When they started looking at the numbers to track how they were doing they noticed the figures for the previous two weeks weren’t adding up. “What I’m most upset about is, you know it’s a shame that we found out that some of our constituents were coming through the lines and visiting multiple schools and taking away food for children in need. That just can’t happen.”
According to the administrator, the monsters are simply “doing this to hurt children,” which “goes against their single goal to protect them.” The students must come first. As adults, Davis argues, “no matter how bad our situations may be, we should always seek to protect every learner within our organization every single day.”
Confused and overwhelmed parents
Davis can appreciate that folks are confused by all the overwhelming changes but that’s no excuse for rogue criminal behavior. Most, he says, are in “uncharted waters” but he expects better manners from members of the community. “We’re in the business to make certain,” Davis asserts, we build “the lives of every one of our learners so that they can be successful.”

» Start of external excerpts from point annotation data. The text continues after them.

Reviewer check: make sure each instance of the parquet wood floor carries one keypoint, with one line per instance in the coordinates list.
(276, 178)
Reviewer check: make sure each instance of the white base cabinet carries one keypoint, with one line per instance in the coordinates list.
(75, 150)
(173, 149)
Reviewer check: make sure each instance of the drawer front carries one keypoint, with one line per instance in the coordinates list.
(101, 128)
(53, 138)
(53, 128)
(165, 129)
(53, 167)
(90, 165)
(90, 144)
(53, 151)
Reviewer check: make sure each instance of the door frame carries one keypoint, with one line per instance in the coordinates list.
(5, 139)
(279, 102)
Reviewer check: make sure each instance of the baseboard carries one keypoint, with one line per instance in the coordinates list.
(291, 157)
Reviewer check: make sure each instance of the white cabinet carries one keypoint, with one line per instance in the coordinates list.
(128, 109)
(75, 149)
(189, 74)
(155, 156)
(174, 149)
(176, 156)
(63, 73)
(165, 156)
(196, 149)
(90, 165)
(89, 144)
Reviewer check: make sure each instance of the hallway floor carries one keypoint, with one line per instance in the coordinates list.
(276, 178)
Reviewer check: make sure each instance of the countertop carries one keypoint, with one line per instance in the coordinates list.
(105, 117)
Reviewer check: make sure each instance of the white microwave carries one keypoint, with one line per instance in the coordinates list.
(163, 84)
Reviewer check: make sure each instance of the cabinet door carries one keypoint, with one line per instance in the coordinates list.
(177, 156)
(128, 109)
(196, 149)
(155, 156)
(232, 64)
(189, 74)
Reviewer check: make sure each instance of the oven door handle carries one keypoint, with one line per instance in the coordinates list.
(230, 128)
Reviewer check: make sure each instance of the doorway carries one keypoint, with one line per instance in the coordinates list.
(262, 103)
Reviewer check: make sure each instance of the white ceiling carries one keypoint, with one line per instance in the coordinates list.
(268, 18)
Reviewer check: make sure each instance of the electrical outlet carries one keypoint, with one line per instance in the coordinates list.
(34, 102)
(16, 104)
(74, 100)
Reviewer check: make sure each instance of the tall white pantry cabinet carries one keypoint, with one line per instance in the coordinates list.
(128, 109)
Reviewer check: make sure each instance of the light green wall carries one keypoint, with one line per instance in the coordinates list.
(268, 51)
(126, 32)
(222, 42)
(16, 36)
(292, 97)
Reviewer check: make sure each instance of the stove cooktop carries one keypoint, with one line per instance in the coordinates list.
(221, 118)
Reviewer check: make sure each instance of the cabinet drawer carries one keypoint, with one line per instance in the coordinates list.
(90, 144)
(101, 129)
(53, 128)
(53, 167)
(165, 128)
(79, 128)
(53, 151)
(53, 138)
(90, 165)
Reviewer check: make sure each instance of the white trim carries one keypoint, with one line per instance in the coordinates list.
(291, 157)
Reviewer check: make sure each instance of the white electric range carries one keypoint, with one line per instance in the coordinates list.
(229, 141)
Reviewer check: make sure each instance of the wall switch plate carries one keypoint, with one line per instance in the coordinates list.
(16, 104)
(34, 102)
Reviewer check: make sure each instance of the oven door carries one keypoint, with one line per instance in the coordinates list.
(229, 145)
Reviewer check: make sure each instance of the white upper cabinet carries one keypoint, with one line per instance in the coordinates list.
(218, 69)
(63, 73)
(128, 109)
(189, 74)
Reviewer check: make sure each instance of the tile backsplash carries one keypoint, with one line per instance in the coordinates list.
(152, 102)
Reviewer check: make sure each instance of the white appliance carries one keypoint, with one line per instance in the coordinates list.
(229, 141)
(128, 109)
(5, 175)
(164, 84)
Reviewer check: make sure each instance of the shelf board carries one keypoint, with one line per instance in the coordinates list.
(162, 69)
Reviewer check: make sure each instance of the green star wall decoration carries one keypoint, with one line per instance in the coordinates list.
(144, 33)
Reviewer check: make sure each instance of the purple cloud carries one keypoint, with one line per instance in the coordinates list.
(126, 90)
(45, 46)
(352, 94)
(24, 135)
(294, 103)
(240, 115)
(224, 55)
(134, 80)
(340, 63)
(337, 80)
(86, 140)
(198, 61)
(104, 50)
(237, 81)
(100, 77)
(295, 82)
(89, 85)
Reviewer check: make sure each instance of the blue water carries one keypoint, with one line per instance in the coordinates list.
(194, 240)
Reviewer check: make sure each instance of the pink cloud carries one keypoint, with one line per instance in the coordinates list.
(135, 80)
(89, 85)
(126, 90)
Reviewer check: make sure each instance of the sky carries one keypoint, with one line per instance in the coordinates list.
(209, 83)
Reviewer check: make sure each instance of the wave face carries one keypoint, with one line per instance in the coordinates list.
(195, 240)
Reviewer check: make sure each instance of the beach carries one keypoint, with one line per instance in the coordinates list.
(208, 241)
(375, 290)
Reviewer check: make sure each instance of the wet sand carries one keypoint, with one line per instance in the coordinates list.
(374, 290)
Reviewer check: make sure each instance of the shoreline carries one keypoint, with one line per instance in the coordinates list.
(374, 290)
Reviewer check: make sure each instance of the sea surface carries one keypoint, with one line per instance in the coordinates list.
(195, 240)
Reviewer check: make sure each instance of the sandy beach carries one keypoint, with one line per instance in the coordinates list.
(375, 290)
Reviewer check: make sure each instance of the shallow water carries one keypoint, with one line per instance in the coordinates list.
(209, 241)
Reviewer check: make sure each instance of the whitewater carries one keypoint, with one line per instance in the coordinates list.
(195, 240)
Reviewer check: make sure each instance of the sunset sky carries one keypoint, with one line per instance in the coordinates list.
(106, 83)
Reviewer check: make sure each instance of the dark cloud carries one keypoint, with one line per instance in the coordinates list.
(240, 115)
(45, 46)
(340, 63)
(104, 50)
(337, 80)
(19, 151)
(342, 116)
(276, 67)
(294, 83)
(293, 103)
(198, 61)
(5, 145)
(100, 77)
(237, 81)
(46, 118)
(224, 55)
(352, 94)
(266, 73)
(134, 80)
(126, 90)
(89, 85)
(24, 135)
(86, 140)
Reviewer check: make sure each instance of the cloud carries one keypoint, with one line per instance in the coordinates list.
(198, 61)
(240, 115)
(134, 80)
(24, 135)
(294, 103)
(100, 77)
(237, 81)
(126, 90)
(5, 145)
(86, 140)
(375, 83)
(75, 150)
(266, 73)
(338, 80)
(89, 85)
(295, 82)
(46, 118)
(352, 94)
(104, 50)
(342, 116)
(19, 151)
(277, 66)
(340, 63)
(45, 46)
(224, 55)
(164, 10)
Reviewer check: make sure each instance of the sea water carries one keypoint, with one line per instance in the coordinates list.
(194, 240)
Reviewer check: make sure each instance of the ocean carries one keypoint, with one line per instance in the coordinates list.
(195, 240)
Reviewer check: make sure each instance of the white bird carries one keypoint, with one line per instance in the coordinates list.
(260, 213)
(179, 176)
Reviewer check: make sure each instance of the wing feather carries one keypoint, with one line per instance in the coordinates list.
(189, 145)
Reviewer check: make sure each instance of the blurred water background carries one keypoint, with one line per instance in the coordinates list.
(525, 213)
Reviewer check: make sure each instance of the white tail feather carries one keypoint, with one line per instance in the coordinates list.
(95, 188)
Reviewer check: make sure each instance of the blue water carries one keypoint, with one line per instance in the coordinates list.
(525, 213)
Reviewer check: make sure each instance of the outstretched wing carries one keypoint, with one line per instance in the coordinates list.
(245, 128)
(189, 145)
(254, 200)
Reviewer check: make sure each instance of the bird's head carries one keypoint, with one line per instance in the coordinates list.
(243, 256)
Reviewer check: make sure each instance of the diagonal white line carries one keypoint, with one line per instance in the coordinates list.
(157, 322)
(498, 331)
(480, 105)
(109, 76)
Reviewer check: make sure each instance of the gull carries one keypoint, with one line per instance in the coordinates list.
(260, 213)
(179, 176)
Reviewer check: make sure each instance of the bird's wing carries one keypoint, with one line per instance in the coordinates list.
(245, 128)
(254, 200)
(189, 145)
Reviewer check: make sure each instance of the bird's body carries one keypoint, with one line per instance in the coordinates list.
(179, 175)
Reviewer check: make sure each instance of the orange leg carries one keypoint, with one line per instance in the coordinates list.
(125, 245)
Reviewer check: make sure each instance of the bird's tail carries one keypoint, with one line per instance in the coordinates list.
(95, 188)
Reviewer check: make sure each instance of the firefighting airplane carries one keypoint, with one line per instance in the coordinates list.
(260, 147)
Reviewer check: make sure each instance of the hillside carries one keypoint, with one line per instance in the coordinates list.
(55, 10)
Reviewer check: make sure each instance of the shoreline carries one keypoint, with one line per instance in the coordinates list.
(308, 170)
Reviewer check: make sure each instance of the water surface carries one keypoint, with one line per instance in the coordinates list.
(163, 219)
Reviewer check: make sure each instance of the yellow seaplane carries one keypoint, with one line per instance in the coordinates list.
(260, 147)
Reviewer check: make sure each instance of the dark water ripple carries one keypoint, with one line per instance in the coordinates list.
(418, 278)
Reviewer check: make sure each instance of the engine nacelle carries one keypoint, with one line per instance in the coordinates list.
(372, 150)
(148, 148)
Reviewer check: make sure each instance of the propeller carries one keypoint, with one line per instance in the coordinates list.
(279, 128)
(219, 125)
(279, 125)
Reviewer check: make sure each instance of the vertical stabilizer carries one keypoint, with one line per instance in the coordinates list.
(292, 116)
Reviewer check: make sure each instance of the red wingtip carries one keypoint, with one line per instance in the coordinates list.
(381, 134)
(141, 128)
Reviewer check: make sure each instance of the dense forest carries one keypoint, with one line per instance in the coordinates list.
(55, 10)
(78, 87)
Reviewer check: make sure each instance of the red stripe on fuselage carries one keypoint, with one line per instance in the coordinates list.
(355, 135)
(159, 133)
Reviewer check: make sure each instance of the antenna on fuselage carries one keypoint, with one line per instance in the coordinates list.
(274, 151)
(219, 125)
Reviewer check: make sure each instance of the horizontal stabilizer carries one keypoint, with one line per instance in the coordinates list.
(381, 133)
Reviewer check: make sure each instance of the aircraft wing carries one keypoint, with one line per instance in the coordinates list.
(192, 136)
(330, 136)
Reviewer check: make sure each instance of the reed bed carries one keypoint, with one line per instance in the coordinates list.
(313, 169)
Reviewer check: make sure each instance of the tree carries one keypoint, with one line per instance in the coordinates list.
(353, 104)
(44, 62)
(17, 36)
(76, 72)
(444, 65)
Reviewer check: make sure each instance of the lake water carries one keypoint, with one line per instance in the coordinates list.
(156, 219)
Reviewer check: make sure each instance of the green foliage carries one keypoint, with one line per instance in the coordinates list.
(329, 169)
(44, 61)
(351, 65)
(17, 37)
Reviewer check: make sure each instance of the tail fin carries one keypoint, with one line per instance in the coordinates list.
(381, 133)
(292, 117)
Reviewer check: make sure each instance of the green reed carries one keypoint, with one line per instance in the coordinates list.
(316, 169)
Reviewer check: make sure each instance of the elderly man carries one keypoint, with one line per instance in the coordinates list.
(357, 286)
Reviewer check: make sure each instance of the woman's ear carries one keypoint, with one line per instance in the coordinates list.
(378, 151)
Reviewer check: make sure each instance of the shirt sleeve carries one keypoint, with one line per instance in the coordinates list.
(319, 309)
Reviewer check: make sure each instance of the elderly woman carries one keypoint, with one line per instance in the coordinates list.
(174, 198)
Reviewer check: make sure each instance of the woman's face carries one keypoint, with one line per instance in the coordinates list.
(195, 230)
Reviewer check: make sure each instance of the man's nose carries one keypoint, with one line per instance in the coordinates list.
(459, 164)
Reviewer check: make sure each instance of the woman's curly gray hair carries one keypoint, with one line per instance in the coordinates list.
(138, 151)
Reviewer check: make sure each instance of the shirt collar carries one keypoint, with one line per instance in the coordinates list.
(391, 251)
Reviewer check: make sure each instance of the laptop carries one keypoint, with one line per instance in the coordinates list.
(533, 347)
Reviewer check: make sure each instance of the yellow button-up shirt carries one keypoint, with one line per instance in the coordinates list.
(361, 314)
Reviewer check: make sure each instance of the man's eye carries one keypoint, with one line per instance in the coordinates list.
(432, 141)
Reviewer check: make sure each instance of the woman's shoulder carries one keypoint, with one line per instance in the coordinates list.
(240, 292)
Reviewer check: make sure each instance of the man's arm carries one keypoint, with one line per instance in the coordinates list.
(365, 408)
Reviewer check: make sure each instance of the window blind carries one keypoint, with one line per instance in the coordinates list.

The Hillsborough County public school system set up 147 “meal distribution sites” for pick-ups and they also send 150 buses around to “distribution touch-points across 300 different routes.” They call them “snack stops.” Superintendent Davis promises, “we want to make sure that children actually get the nutrition they need to be successful during the e-learning process.” They may not be in school, but they’re still students.
Thanks to the district’s operations and the IT department, Davis declares, “we stand ready with new organizational controls.” To curb the abuse, parents will be required to provide “their child’s name and school ID number in order to pickup food” so they can’t keep making the rounds. Anyone picking up food for “a child who is not school age or outside of the district” has to give them the relevant names and birth dates.
The new tracking program will take a little bit of time to get off the ground so the district is asking families for patience while the measures are implemented. One of the best ways that parents can help is to have all their information readily available, printed in large letters on a sheet of paper that can be held up for easy reading by the staff.